Sommes-nous capables d’adapter nos comportements sans sacrifier une part de confort ?
Tout dépend de ce que l’on entend par confort. L’adaptation nécessite de perdre quelque chose pour en gagner une autre. L’exemple de la consommation de viande est emblématique. Manger moins de viande peut avoir un impact très important, sur les émissions de CO2 ou la consommation d’eau. On vit également très bien sans manger de viande, mais cela demande une acceptation personnelle. On perd une forme de confort que l’on peut rattraper, en créant d’autres recettes, d’autres manières de manger, ou simplement en réalisant que l’on se sent mieux.
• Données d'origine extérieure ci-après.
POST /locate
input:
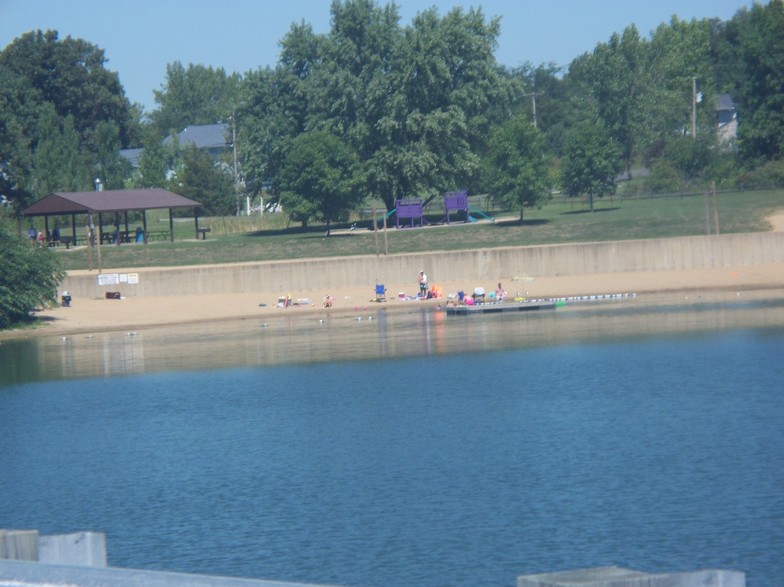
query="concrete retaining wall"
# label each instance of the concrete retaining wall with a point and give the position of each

Vous avez mentionné l’importance du collectif. Comment valoriser cette dimension dans le cadre de l’adaptation aux changements environnementaux ?
C’est une question très compliquée, à laquelle personne n’a de solution définitive. Ce qui est certain en revanche, c’est que nos comportements sociaux et coopératifs viennent de la petite enfance. Le système éducatif et les premières années de vie en collectivité sont fondamentaux. La coopération naît de “faire ensemble” et de se voir. Or, dans la plupart des écoles, il y a assez peu de projets collectifs. Nous restons en rang les uns derrière les autres, nous ne voyons que le dos de nos camarades. Le changement pourrait passer par des transformations aussi simples que le réaménagement des classes, en rond par exemple, pour que les gens se voient.
Connaissez-vous des territoires qui ont réussi à changer leurs modes de vie face au changement climatique ?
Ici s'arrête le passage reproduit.